Amazon's AWS: Not Too Big To Fail
Bigger is not necessarily safer.
Earlier this year, Amazon, that awesome river of e-commerce and cloud computing, sprung a leak. It made news.
When a keystroke “oops” from an AWS engineer took down the world’s largest public cloud for five hours on the last day of February, the glitch exposed a fundamental truth: the bigger you are, the harder you fall.
Those on the receiving end of that typo-generated AWS outage were not amused. It turns out that Amazon, the cloud industry’s Kong — with nearly a third of the market — is accountable neither to users nor internet at large. The moral is simple: bigger is not necessarily safer. Or as Yaron Haviv, co-founder of Israel-based big data cloud provider iguazio put it in SiliconANGLE, “the real question is: why have we created such a dependency on services such as AWS?”

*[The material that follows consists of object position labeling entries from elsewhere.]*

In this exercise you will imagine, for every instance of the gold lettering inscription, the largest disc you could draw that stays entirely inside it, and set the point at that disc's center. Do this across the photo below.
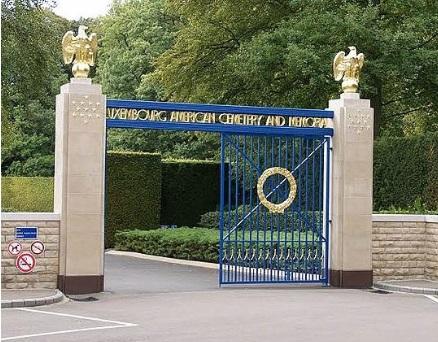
(214, 118)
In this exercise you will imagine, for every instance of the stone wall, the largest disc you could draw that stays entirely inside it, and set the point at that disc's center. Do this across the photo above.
(431, 246)
(46, 268)
(405, 247)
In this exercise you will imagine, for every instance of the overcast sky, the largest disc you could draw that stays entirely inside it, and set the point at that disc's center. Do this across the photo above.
(74, 9)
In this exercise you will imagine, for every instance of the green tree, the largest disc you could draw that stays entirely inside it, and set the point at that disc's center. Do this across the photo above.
(280, 53)
(135, 33)
(31, 72)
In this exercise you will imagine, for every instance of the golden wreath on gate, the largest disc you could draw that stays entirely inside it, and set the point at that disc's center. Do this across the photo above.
(277, 207)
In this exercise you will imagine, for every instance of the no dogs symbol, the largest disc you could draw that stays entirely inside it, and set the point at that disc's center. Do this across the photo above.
(37, 247)
(25, 262)
(14, 247)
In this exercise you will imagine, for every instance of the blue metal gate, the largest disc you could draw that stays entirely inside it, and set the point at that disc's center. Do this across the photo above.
(274, 209)
(274, 183)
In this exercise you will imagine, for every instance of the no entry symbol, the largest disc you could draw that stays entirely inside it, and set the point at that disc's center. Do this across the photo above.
(14, 247)
(37, 247)
(25, 262)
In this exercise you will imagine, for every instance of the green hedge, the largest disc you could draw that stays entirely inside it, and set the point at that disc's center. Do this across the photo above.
(202, 244)
(182, 243)
(34, 194)
(133, 192)
(189, 189)
(406, 173)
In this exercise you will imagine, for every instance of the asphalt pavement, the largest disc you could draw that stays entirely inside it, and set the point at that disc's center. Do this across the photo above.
(155, 301)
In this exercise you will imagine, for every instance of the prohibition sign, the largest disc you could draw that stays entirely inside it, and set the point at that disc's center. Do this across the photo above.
(37, 247)
(25, 262)
(14, 247)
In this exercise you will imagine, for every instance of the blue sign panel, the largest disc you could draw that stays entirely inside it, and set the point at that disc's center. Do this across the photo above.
(26, 232)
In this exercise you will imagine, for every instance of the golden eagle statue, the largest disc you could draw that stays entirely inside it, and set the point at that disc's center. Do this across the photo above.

AWS fell on the mighty and the masses alike. With an estimated one-third of all internet traffic passing through AWS servers, sites from Slack to Quora to the U.S. Securities and Exchange Commission were out of commission for much of prime time that Tuesday.
Keep in mind that this wasn’t the result of a hack. It was instead a self-inflicted wound. There was no volumetric attack, no nefarious geek from Moldova anywhere in sight. Said Haviv: “What [Amazon’s statement is] saying is that big chunks of the internet depend on just one or two local services to function.”
According to Gizmodo, “in theory, a series of fail-safes should keep the fallout from such errors localized, but Amazon says that some of the key systems involved hadn’t been fully restarted in many years and ‘took longer than expected’ to come back online. Amazon says that its S3 service is ‘designed to deliver 99.999999999 percent durability’ and ‘99.99 percent availability of objects over a given year.’ But when one piece of the infrastructure fails, AWS fails big.” And that makes Amazon a giant dust cloud.
With all due respect to the AWS organization, just try parsing this, from Amazon’s official statement on the outage: “The servers that were inadvertently removed supported two other S3 subsystems. One of these subsystems, the index subsystem, manages the metadata and location information of all S3 objects in the region. This subsystem is necessary to serve all GET, LIST, PUT, and DELETE requests. The second subsystem, the placement subsystem, manages allocation of new storage and requires the index subsystem to be functioning properly to correctly operate.”
Where mega providers like Amazon are concerned, no one knows what’s under the covers. People assume Amazon — and Microsoft and IBM, for that matter — are doing things the right way, but the lack of transparency is precisely the problem. Amazon hadn’t rebooted its systems in years?
AWS could have put customers in separate silos, but opted for one big pool in that geography. Mega providers go out of their way to use homegrown products, the design of which remain trade secrets, and any efficiency gains they achieve can be undone by an absurdly minor human error. Bottom line: just because Amazon and Microsoft are big doesn’t mean they’re safe. Amazon’s share of the public cloud market currently stands at +30%, with Microsoft at 9% and growing rapidly, and IBM SoftLayer at 7%. And, as recent earnings reports indicate, this rather large faux pas hasn’t hurt Amazon’s share price. But size and Wall Street wizardry don’t equal smart.
It does matter what products and architecture a provider chooses. Smaller companies are by definition much more transparent, much more open to demonstrating to customers that they’re in a safe place. Some AWS users now want to know how to use Amazon to protect themselves from Amazon’s failures. The irony is just too rich.
It’s conceivable that “fail-safe” no longer has any meaning. Aiming for market dominance, Amazon neglected not only the computing masses it wants most fervently to woo, but the corporate mandarins whose loyalty, up to now, has been unquestioned. In a climate where DDoS attacks are relentless and wreaking havoc, no provider — least of all the largest among us — can afford to allow wayward fingers to slam into the S&P, as it did earlier this year.
Fact is, multiple geographies need multi-provider redundancy. Where was AWS disaster recovery? It’s not a rhetorical question. The Sarbanes-Oxley Act mandates that businesses understand risk — like online outages — and take steps to ensure business continuity.
In my view, the lesson here is that the biggest players in the game need to clear the air, get out from under that dust cloud, and model both transparency and accountability. Nobody is too big to fail, and when the behemoths fall, they tend to land on anyone and everyone.